Я люблю Дижон, как ребенок любит свою кормилицу, как поэт – девушку, впервые тронувшую его сердце. – Детство и поэзия! Как одно быстротечно, как обманчива другая. Детство – это бабочка, которой не терпится обжечь свои белые крылышки в пламени юности, а поэзия подобна миндальному дереву: цветы ее благоуханны, а плоды горьки.

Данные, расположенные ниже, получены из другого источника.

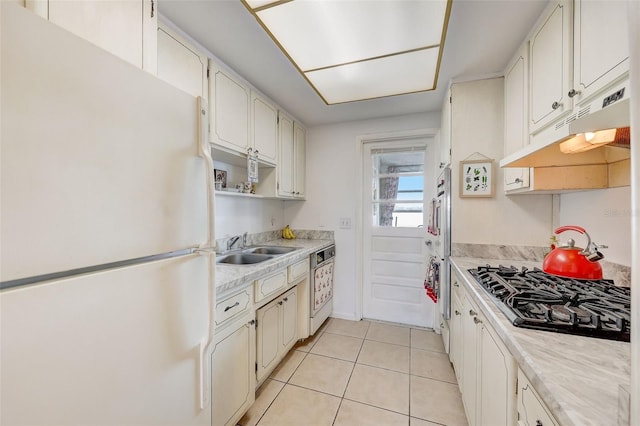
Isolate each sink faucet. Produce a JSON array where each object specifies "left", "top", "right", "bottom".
[{"left": 227, "top": 235, "right": 240, "bottom": 251}]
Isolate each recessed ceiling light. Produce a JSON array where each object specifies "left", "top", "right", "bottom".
[{"left": 242, "top": 0, "right": 451, "bottom": 105}]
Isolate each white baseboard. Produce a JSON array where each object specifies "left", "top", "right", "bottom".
[{"left": 330, "top": 312, "right": 362, "bottom": 321}]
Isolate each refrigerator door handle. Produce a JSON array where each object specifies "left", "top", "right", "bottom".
[{"left": 194, "top": 96, "right": 216, "bottom": 410}]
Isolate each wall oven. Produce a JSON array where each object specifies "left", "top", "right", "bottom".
[{"left": 309, "top": 245, "right": 336, "bottom": 334}]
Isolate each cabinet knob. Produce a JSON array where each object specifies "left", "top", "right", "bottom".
[{"left": 224, "top": 302, "right": 240, "bottom": 312}]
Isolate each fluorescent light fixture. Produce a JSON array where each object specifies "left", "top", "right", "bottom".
[
  {"left": 560, "top": 129, "right": 617, "bottom": 154},
  {"left": 242, "top": 0, "right": 451, "bottom": 105}
]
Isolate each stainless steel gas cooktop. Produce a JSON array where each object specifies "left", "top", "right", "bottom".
[{"left": 469, "top": 266, "right": 631, "bottom": 342}]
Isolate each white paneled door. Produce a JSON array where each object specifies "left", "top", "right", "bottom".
[{"left": 362, "top": 137, "right": 434, "bottom": 327}]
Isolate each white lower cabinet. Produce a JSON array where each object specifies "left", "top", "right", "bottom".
[
  {"left": 449, "top": 274, "right": 517, "bottom": 426},
  {"left": 460, "top": 296, "right": 479, "bottom": 426},
  {"left": 518, "top": 370, "right": 558, "bottom": 426},
  {"left": 211, "top": 310, "right": 256, "bottom": 426},
  {"left": 256, "top": 287, "right": 298, "bottom": 383},
  {"left": 476, "top": 319, "right": 517, "bottom": 425}
]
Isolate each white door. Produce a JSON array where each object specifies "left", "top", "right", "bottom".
[{"left": 362, "top": 137, "right": 435, "bottom": 327}]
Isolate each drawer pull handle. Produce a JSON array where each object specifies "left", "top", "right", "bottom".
[{"left": 224, "top": 302, "right": 240, "bottom": 312}]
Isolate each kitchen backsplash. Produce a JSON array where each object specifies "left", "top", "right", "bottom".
[
  {"left": 451, "top": 243, "right": 631, "bottom": 287},
  {"left": 216, "top": 229, "right": 334, "bottom": 252}
]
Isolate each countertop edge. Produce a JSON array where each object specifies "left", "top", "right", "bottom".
[{"left": 214, "top": 239, "right": 335, "bottom": 298}]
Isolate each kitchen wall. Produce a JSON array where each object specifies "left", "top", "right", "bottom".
[
  {"left": 451, "top": 78, "right": 552, "bottom": 246},
  {"left": 558, "top": 186, "right": 632, "bottom": 266},
  {"left": 285, "top": 112, "right": 440, "bottom": 319}
]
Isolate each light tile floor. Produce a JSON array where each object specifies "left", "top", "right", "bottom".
[{"left": 239, "top": 318, "right": 467, "bottom": 426}]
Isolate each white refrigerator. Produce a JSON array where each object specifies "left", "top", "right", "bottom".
[{"left": 0, "top": 1, "right": 215, "bottom": 425}]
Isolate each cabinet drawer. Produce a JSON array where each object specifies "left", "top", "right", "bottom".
[
  {"left": 287, "top": 258, "right": 309, "bottom": 284},
  {"left": 255, "top": 269, "right": 287, "bottom": 302},
  {"left": 518, "top": 370, "right": 558, "bottom": 426},
  {"left": 214, "top": 288, "right": 252, "bottom": 327}
]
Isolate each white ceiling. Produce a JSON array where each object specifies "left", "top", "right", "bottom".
[{"left": 159, "top": 0, "right": 548, "bottom": 126}]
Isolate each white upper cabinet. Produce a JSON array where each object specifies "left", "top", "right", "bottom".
[
  {"left": 278, "top": 111, "right": 294, "bottom": 197},
  {"left": 250, "top": 90, "right": 278, "bottom": 164},
  {"left": 158, "top": 23, "right": 209, "bottom": 99},
  {"left": 529, "top": 1, "right": 573, "bottom": 133},
  {"left": 504, "top": 42, "right": 529, "bottom": 192},
  {"left": 293, "top": 122, "right": 307, "bottom": 198},
  {"left": 25, "top": 0, "right": 158, "bottom": 74},
  {"left": 209, "top": 61, "right": 251, "bottom": 156},
  {"left": 439, "top": 87, "right": 451, "bottom": 169},
  {"left": 570, "top": 0, "right": 629, "bottom": 102}
]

Однажды я сидел в сторонке в саду Пищали названному так по оружию, благодаря коему ловкость рыцарей не раз проявлялась при стрельбе по деревянным птичкам. Я замер на месте и можно было сравнить меня со статуей на бастионе Базир. Шедевр ваятеля Севалле и живописца Гийо изображал аббата, сидящего с книгою в руках. Сутана его была безупречна. Издали его принимали за живого, вблизи же оказывалось, что это гипс.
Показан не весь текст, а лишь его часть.